The industry has not yet counted its mounting pile of pound coins, but "generally speaking sales on a hot, sunny day will be five or six times higher than an average day", according to one very cheerful Gossage.
Supermarkets have been quicker to value Britain's ice cream boom.
A spokesperson for Sainsbury's, Britain's third largest supermarket, said sales last week were up 60 per cent on the same time in 2005. It sold 3.4m tubs of ice cream, making last week easily one of its best ever for ice cream sales.
Figures from Tesco, the UK's biggest supermarket chain, told a similar story. The firm said it had provisionally sold 1.5m litres of ice cream last week, alongside soaring sales for other 'sunshine foods', as people "use their gardens as their dining rooms".
The heatwave has also helped smaller ice cream firms as well as big ones.
Michele Lea, of Cheshire Farm Ice Cream, said sales there were up around 20-25 per cent. "We've been very busy. We supply hotels, restaurants and small retailers in the area and all our orders have increased. It's certainly going to help us," she said.
The worry now is whether ice cream makers can continue to meet consumers' insatiable appetite.
"There is a little bit of pressure on the supply chain," said ICA's Mark Gossage, adding some manufacturers were working significantly longer hours. "I went to a farm last week that normally makes one batch per day, but they're up to two just to make up the orders."

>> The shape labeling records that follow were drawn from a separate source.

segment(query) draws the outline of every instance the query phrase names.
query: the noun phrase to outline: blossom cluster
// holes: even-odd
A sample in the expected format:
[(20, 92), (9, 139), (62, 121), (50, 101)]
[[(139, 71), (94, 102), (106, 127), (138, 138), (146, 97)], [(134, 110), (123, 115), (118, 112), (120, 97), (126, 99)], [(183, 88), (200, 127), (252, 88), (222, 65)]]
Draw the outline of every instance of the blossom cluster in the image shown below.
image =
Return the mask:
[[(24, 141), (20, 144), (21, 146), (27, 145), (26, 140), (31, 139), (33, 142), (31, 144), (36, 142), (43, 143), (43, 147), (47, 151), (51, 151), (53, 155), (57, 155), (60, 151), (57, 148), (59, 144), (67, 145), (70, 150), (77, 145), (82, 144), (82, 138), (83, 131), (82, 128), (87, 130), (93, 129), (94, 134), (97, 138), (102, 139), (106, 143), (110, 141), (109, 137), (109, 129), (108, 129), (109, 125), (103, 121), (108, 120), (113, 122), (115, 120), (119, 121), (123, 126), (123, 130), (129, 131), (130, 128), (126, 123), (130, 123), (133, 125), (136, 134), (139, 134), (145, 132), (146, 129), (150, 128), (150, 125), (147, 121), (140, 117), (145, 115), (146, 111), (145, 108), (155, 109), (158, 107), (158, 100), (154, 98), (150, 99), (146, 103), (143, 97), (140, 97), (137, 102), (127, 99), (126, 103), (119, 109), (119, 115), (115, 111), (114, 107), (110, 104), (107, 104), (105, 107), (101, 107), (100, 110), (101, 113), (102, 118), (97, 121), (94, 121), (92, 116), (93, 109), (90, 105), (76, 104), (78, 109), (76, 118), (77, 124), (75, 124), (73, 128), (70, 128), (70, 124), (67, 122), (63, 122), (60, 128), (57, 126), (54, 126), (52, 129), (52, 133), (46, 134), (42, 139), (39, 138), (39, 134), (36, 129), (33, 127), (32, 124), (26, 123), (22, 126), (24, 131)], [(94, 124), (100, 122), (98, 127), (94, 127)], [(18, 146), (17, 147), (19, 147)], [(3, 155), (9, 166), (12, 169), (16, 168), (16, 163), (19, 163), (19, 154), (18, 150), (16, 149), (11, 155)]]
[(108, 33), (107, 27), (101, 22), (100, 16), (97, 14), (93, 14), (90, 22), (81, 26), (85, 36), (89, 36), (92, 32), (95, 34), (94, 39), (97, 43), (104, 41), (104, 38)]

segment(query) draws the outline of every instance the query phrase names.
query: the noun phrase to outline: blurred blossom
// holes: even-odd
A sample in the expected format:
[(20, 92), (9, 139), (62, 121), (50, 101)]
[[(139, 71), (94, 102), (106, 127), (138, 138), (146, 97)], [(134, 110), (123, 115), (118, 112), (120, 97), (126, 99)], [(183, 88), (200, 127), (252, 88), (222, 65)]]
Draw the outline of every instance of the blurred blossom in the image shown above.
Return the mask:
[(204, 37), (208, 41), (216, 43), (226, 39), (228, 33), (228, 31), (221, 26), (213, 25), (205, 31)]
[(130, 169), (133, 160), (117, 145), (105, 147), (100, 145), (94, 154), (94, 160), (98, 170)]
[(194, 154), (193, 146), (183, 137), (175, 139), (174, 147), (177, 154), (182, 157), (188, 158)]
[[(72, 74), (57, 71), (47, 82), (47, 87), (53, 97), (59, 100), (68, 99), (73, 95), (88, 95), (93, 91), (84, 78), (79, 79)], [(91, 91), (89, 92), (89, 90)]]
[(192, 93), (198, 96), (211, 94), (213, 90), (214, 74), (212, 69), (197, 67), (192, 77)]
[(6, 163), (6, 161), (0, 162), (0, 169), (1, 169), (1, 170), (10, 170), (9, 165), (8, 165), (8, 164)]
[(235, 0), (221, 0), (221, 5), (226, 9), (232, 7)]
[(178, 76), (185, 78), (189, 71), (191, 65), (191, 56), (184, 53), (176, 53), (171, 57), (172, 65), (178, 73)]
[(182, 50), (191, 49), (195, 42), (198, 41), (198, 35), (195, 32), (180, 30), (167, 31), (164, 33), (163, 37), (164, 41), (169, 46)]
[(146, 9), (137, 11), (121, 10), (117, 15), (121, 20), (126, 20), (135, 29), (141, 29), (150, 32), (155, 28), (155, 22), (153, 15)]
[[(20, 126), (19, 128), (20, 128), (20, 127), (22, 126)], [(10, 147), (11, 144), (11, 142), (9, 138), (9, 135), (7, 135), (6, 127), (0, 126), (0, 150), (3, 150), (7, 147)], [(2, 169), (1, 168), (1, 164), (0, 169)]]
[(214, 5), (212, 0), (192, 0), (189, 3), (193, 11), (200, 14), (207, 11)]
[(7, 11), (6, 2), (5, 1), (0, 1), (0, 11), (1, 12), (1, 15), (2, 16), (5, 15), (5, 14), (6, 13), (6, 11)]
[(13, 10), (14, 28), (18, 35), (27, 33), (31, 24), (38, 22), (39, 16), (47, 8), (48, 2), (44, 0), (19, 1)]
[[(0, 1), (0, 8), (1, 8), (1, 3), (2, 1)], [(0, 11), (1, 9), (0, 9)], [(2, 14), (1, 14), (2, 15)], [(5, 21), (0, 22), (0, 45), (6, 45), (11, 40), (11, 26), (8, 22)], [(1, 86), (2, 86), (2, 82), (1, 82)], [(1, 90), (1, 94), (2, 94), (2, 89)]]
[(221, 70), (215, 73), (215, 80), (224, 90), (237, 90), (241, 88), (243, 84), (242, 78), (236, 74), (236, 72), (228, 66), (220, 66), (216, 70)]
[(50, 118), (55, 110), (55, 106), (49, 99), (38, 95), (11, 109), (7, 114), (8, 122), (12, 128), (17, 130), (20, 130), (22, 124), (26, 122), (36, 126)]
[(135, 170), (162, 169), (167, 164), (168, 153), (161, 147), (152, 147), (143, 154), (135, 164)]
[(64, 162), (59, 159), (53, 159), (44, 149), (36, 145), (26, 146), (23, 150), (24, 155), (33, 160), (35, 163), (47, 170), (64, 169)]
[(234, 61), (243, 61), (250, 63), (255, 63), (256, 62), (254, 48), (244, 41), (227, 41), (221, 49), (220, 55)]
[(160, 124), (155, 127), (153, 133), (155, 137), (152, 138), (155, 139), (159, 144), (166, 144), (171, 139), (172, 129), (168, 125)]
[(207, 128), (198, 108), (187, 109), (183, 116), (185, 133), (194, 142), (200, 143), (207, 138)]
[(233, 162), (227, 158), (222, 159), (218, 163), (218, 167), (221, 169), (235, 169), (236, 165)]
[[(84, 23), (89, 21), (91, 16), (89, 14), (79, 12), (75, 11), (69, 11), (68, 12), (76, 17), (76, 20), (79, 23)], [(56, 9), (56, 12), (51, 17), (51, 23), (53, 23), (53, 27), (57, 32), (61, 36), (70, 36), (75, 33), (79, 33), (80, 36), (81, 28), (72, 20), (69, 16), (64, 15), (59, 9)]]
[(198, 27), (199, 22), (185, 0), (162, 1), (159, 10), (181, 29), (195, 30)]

Still, there will be few ice cream makers cursing the good fortune this year's summer has brought them.
Poor weather through much of April and May, coupled with a prolonged winter season, got ice cream sales off to a jittery start in Britain. And, the market has struggled over the longer term from consumers increasingly worried about the fat content of their diets.

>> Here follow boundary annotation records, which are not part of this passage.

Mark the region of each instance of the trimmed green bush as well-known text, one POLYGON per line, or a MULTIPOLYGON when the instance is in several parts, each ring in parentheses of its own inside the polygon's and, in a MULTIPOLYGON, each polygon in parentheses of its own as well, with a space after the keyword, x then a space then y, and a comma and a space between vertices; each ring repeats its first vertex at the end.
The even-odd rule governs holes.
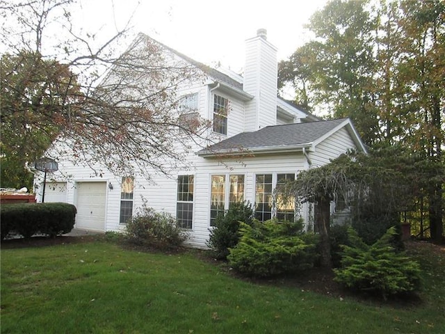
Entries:
POLYGON ((125 237, 132 244, 167 249, 181 246, 188 239, 188 234, 170 214, 144 206, 127 221, 125 237))
POLYGON ((248 276, 270 277, 313 267, 316 239, 301 232, 301 223, 241 223, 239 242, 227 256, 230 266, 248 276), (309 242, 307 242, 309 241, 309 242))
POLYGON ((215 226, 210 230, 207 246, 218 260, 225 260, 229 248, 233 248, 239 240, 240 222, 251 225, 253 222, 253 209, 250 203, 232 203, 229 209, 215 220, 215 226))
POLYGON ((76 223, 76 207, 67 203, 3 204, 0 212, 2 239, 11 232, 25 238, 36 233, 54 237, 68 233, 76 223))
POLYGON ((389 295, 412 292, 420 287, 419 263, 392 246, 396 228, 390 228, 376 242, 367 245, 352 228, 353 246, 343 246, 341 268, 334 269, 334 280, 348 288, 389 295))

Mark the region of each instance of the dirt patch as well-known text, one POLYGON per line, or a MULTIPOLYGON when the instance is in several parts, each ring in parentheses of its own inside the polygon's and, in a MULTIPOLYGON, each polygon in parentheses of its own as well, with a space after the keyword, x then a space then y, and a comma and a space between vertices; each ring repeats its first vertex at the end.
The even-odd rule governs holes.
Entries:
POLYGON ((29 239, 15 238, 1 241, 3 249, 24 248, 27 247, 45 247, 47 246, 63 245, 65 244, 78 244, 91 242, 97 239, 97 235, 69 236, 58 235, 54 238, 47 237, 33 237, 29 239))

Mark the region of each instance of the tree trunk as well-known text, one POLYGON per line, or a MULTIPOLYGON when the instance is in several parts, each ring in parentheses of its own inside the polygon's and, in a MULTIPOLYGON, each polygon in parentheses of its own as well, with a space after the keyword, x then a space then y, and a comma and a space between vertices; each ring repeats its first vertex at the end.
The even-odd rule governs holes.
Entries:
POLYGON ((328 198, 320 197, 316 207, 315 224, 320 233, 321 265, 323 268, 332 267, 331 257, 331 244, 329 238, 329 225, 330 221, 330 201, 328 198))
POLYGON ((430 193, 430 232, 432 241, 436 244, 442 244, 444 241, 442 193, 442 184, 436 184, 430 193))

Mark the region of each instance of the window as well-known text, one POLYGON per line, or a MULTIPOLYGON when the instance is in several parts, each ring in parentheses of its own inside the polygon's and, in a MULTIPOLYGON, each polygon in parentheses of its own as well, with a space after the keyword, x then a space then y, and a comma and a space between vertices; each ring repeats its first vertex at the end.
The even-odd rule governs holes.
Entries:
POLYGON ((193 175, 179 175, 176 218, 182 228, 192 228, 193 221, 193 175))
POLYGON ((200 127, 197 97, 197 93, 195 93, 183 96, 179 101, 178 125, 186 132, 194 132, 200 127))
POLYGON ((210 225, 214 226, 218 215, 224 213, 232 203, 243 200, 244 175, 211 175, 210 225))
POLYGON ((193 113, 197 110, 197 93, 181 97, 179 111, 181 113, 193 113))
POLYGON ((229 206, 236 202, 244 202, 244 175, 230 175, 229 206))
POLYGON ((129 176, 122 177, 120 186, 120 224, 125 224, 133 216, 134 190, 134 179, 129 176))
POLYGON ((277 219, 279 221, 294 221, 295 198, 285 198, 288 190, 288 182, 295 180, 295 174, 278 174, 277 175, 277 219))
POLYGON ((213 132, 227 134, 229 100, 222 96, 213 96, 213 132))
POLYGON ((218 214, 223 214, 225 210, 225 176, 211 176, 211 190, 210 203, 210 225, 213 226, 218 214))
POLYGON ((255 176, 255 218, 260 221, 272 218, 272 174, 255 176))
POLYGON ((293 180, 295 180, 294 173, 257 174, 255 176, 255 218, 257 219, 266 221, 276 217, 280 221, 294 221, 295 199, 286 199, 284 196, 286 183, 293 180), (275 193, 274 189, 276 189, 275 193))

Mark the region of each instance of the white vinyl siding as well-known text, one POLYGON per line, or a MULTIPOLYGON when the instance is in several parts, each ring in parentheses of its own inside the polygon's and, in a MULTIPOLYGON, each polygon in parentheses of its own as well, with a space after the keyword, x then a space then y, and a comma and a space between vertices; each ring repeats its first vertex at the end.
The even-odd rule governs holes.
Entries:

Nestlé, the world's largest ice cream maker, saw sales dip in 2005 after disappointing performances across Europe offset more promising growth in the US.
Several firms have looked to develop reduced calorie versions of their products to get consumers back on side.
Unilever, number two in global ice cream, recently caused controversy in Britain by applying for clearance to use a genetically modified protein that could take the place of fat in ice cream. The firm, which owns the Wall's and Magnum brands, already uses the protein in Breyer's ice cream products in the US.